Regarding the performance of TDF in the kidney, the concentrations of serum and urinary phosphorus and the levels of the hormone FGF-23 were evaluated. There are studies in the literature that indicate that the use of TDF for approximately 7 years is safe and effective and that adverse renal effects occur in patients with a predisposition to renal diseases or comorbidities. However, other studies point out that prolonged use of TDF can lead to deregulation of phosphorus levels[13,34]. In this study, no changes were observed in the renal functions and concentrations of serum and urinary phosphorus in patients with a mean use of tenofovir for 6.7 ± 3.3 years. The hormone FGF-23 showed normal values for all groups and studies reveal that the elevation in this hormone is associated with increased excretion of phosphate by the kidneys and interference in the conversion of vitamin D to its active form (calcitriol)[35-37]. It is important to mention that the correlation analysis revealed that there is an association between levels of FGF-23 and bone mineral density of the lumbar spine for Group 2, confirming the data in the literature that suggests that higher levels of FGF-23 may lead to an increased risk in the development of bone alterations through the influence on phosphate and vitamin D metabolism[38].

Conclusion

The results regarding the biochemical parameters related to bone health suggest that the presence of chronic hepatitis B virus infection leads to an increased risk of changes in bone health regardless of the use of tenofovir, lamivudine, or entecavir. The increase in the bone resorption marker may suggest high resorption activity of bone tissue in patients with chronic hepatitis B virus infection regardless of the use of antiretroviral drugs. However further studies are needed to confirm these findings.

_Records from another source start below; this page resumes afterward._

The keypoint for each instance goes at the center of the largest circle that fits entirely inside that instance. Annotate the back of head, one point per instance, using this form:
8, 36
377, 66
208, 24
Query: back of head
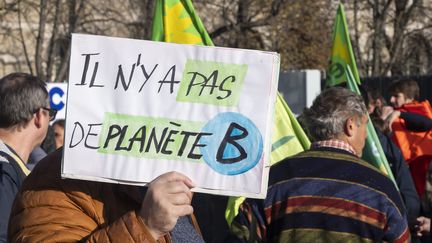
408, 87
21, 95
326, 118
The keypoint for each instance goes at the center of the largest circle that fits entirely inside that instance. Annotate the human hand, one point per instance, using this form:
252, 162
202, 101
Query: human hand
168, 197
423, 226
386, 111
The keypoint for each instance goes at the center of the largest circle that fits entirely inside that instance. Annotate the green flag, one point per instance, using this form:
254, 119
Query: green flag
342, 54
176, 21
372, 152
288, 138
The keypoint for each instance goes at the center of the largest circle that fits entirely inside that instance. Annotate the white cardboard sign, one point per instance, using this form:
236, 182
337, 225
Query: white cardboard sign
137, 109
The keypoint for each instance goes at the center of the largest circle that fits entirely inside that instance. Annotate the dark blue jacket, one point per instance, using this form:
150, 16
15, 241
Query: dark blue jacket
11, 178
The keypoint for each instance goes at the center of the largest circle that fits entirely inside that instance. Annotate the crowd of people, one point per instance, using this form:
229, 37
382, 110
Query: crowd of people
325, 194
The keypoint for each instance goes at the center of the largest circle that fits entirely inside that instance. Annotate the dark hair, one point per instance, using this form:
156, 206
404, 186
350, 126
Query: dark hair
21, 95
59, 122
407, 87
326, 117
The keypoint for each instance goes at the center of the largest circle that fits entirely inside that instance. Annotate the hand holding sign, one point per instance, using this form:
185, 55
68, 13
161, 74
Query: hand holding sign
168, 197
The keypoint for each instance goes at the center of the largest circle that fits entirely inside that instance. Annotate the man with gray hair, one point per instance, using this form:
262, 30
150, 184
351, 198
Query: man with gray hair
326, 194
24, 118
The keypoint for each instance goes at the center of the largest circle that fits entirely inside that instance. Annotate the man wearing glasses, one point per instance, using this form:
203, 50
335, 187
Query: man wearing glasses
24, 118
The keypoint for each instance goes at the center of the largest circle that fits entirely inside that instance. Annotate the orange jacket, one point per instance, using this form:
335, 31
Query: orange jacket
51, 209
413, 144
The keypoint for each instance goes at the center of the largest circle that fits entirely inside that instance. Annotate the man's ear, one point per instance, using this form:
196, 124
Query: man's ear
349, 127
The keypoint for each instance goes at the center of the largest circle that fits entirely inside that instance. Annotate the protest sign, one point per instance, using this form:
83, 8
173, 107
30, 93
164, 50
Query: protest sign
137, 109
57, 94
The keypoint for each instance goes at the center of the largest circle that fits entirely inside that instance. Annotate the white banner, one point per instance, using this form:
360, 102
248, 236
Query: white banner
138, 109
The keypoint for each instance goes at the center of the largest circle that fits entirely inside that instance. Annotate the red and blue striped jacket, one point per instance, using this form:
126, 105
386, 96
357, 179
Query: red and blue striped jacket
324, 195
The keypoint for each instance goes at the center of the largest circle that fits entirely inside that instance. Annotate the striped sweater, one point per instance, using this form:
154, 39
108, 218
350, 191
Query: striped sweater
324, 195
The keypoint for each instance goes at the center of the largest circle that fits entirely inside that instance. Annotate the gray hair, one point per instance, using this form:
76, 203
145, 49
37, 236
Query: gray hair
21, 95
326, 118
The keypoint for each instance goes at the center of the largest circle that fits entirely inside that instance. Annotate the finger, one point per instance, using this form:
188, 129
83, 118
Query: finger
176, 176
183, 210
179, 199
178, 187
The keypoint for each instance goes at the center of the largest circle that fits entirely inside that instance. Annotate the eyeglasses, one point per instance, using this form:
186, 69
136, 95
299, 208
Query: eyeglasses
52, 112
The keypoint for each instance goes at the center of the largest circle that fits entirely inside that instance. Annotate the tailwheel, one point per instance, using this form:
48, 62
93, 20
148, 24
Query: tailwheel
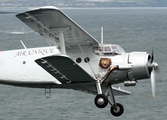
101, 101
117, 110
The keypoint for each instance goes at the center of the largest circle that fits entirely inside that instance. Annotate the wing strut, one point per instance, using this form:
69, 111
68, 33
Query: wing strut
62, 43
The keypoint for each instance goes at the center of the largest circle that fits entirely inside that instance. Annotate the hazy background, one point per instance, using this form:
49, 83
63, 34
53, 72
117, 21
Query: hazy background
84, 3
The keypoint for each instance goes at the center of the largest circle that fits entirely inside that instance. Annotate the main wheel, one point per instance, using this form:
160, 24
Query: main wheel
101, 101
119, 111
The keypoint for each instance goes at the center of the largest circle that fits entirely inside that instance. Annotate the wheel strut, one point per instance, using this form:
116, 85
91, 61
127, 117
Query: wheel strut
101, 100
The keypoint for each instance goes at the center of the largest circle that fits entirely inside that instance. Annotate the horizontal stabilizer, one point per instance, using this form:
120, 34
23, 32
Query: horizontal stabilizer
64, 69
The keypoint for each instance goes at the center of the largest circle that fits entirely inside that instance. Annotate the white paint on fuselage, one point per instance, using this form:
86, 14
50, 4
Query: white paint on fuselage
20, 66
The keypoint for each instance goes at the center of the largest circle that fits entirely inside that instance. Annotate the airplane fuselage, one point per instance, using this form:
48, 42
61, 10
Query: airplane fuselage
18, 67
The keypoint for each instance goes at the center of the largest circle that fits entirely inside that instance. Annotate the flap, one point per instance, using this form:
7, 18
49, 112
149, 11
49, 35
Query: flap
64, 69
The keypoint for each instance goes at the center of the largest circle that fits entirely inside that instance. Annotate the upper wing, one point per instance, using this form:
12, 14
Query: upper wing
49, 22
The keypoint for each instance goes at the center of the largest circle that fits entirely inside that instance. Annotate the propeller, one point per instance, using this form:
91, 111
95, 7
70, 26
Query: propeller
153, 66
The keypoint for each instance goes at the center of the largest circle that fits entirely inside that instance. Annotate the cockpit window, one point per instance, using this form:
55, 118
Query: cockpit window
108, 49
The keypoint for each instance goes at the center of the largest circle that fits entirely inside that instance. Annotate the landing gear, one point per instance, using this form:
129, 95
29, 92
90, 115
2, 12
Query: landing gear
101, 101
118, 111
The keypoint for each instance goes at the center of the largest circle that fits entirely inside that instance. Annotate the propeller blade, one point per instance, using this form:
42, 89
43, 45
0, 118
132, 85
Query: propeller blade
153, 83
152, 55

Studies about bone metabolism and how it can be affected by factors such as chronic infections and medications continue to evolve and pose a major challenge to better understand the physiology of bone loss. Therefore, further studies are needed to correlate changes in bone metabolism and fracture risk by evaluating a tenofovir use time of more than seven years to prevent or minimize changes in bone mineral density in patients with chronic hepatitis B virus infection.